[Biopython-dev] [Bug 2825] Parsing whole genome sequencing (WGS) Genbank records
bugzilla-daemon at portal.open-bio.org
bugzilla-daemon at portal.open-bio.org
Fri May 8 23:12:43 UTC 2009
http://bugzilla.open-bio.org/show_bug.cgi?id=2825
------- Comment #2 from david.wyllie at ndm.ox.ac.uk 2009-05-08 19:12 EST -------
Thank you for your help.
I just wanted to extract the WGS line, which I'm able to do.
(In reply to comment #1)
> Hi David,
>
> This is not expected to work in Bio.SeqIO or Bio.GenBank at the moment. For
> the LOCUS line we expect things like "123 aa" for proteins, or "123 bp" for
> nucleotides. Here you have "353 rc" (rc for record count), which as our error
> message says, is unexpected. At the end of the record, there are also WGS
> and/or WGS_SCAFLD lines to worry about:
>
> http://www.ncbi.nlm.nih.gov/Genbank/wgs.html
> http://www.bio.net/bionet/mm/genbankb/2009-January/000299.html
>
> Given these WGS files have no sequence, and no real sequence associated
> features either, it stikes me that supporting this in Bio.SeqIO is a stretch
> (these records are not really sequences, nor are they about a sequence).
>
> However, Bio.GenBank should perhaps be updated to cope... so I'll leave this
> bug open for that as a possible enhancement. Note I have changed the bug title
> from "SeqIO does not successfully parse Genbank records related to whole genome
> sequencing deposits, as Did not recognise the LOCUS line layout", to "Parsing
> whole genome sequencing (WGS) Genbank records", and changed the bug priority to
> an enhancement.
>
> What information do you want from this file? In the meantime, I suggest you
> fetch the record as XML, which you can parse using Bio.Entrez.read() or your
> XML parser of choice.
>
> Peter
>
> P.S. This is a shorter way to dump the file to screen in python:
>
> >>> from Bio import Entrez
> >>> handle = Entrez.efetch(db="nucleotide", rettype="gb", id="162285818")
> >>> print handle.read()
> LOCUS ABIN01000000 353 rc DNA linear BCT 10-DEC-2007
> DEFINITION Mycobacterium intracellulare ATCC 13950, whole genome shotgun
> sequencing project.
> ACCESSION ABIN00000000
> VERSION ABIN00000000.1 GI:162285818
> DBLINK Project:27955
> KEYWORDS WGS.
> SOURCE Mycobacterium intracellulare ATCC 13950
> ORGANISM Mycobacterium intracellulare ATCC 13950
> Bacteria; Actinobacteria; Actinobacteridae; Actinomycetales;
> Corynebacterineae; Mycobacteriaceae; Mycobacterium; Mycobacterium
> avium complex (MAC).
> REFERENCE 1 (bases 1 to 353)
> AUTHORS Turenne,C., Alexander,D., Nagy,C., Leveque,G., Dias,J.,
> Forgetta,V., Barreau,G., Lepage,P., Dewar,K. and Behr,M.

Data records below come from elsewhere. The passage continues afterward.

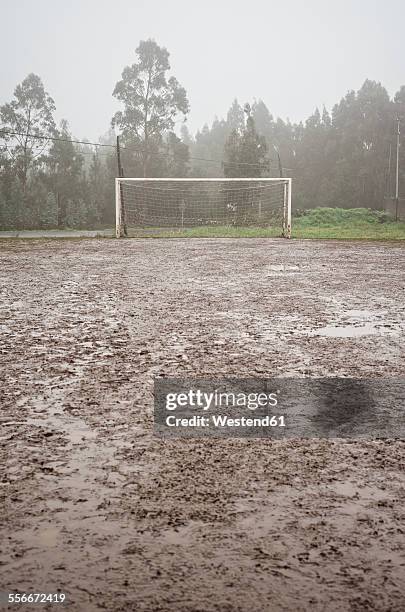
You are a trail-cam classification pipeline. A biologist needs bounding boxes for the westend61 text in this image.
[166,414,285,427]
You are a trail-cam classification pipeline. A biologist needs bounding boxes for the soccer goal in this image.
[115,178,291,238]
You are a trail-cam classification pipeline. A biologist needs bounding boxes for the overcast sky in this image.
[0,0,405,140]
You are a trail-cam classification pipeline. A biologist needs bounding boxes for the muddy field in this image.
[0,239,405,612]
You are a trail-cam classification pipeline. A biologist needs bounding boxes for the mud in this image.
[0,239,405,612]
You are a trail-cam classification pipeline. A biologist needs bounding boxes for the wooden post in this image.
[117,136,128,236]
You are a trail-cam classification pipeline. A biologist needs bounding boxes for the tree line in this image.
[0,40,405,229]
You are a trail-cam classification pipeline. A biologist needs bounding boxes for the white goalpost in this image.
[115,178,291,238]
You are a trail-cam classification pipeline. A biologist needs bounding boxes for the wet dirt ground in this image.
[0,239,405,612]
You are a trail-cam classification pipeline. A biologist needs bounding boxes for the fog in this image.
[0,0,405,140]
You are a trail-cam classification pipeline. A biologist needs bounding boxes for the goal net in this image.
[116,178,291,238]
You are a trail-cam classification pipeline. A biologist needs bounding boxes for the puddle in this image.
[313,323,382,338]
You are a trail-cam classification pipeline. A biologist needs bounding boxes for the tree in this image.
[112,39,189,176]
[226,98,245,132]
[224,104,268,178]
[0,74,55,193]
[47,120,83,227]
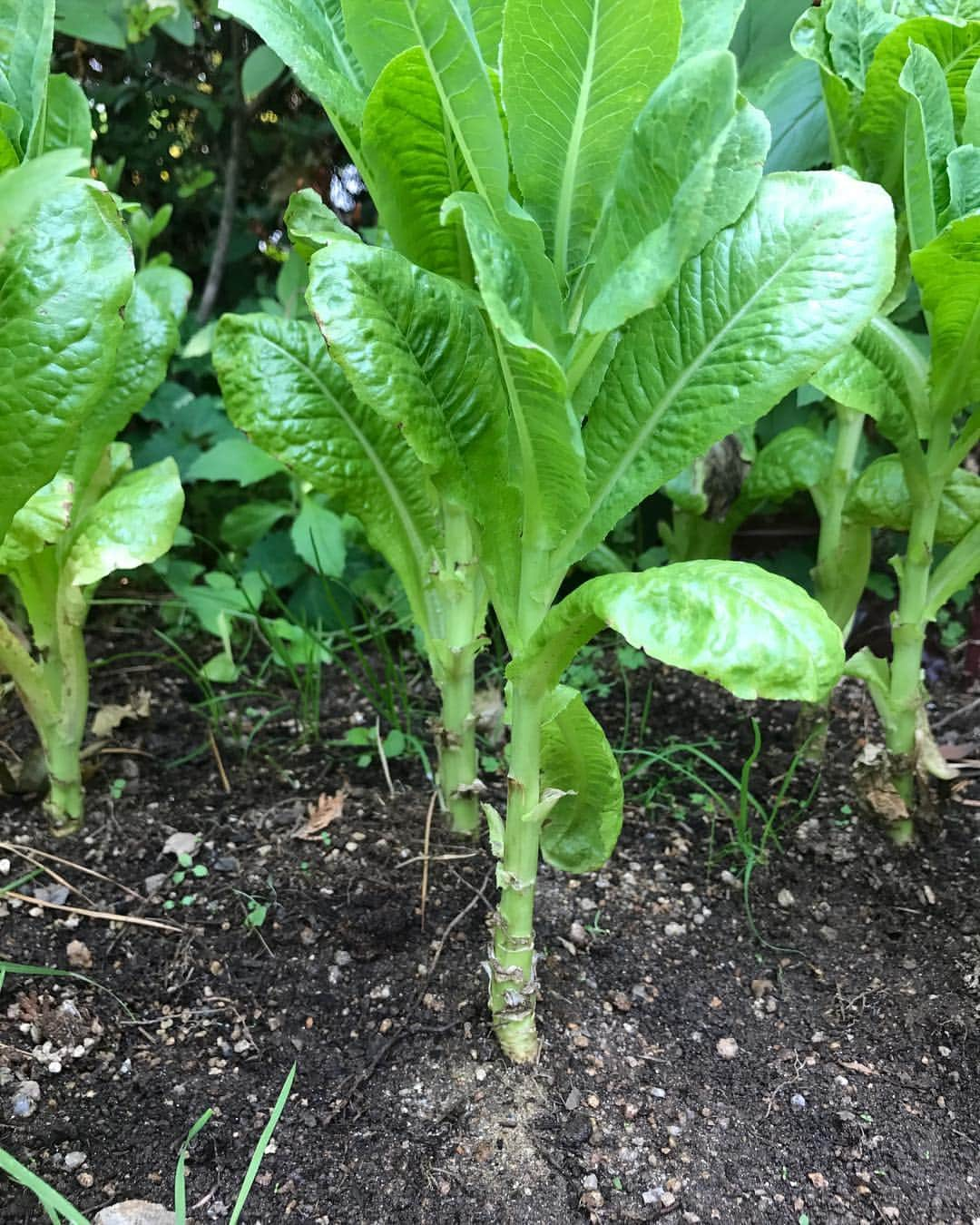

> TITLE Mycobacterium intracellulare Genome Project
> JOURNAL Unpublished
> REFERENCE 2 (bases 1 to 353)
> AUTHORS Turenne,C., Alexander,D., Nagy,C., Leveque,G., Dias,J.,
> Forgetta,V., Barreau,G., Lepage,P., Dewar,K. and Behr,M.
> TITLE Direct Submission
> JOURNAL Submitted (30-NOV-2007) McGill University and Genome Quebec
> Innovation Centre, 740 Avenue Docteur Penfield, Montreal, Quebec
> H3A 1A4, Canada
> COMMENT The Mycobacterium intracellulare ATCC 13950 whole genome shotgun
> (WGS) project has the project accession ABIN00000000. This version
> of the project (01) has the accession number ABIN01000000, and
> consists of sequences ABIN01000001-ABIN01000353.
> The whole genome shotgun sequence was generated by the McGill
> University and Genome Quebec Innovation Centre using the GS De Novo
> Assembler from GS-FLX reads. This strain is available from the
> American Type Culture Collection (www.atcc.org).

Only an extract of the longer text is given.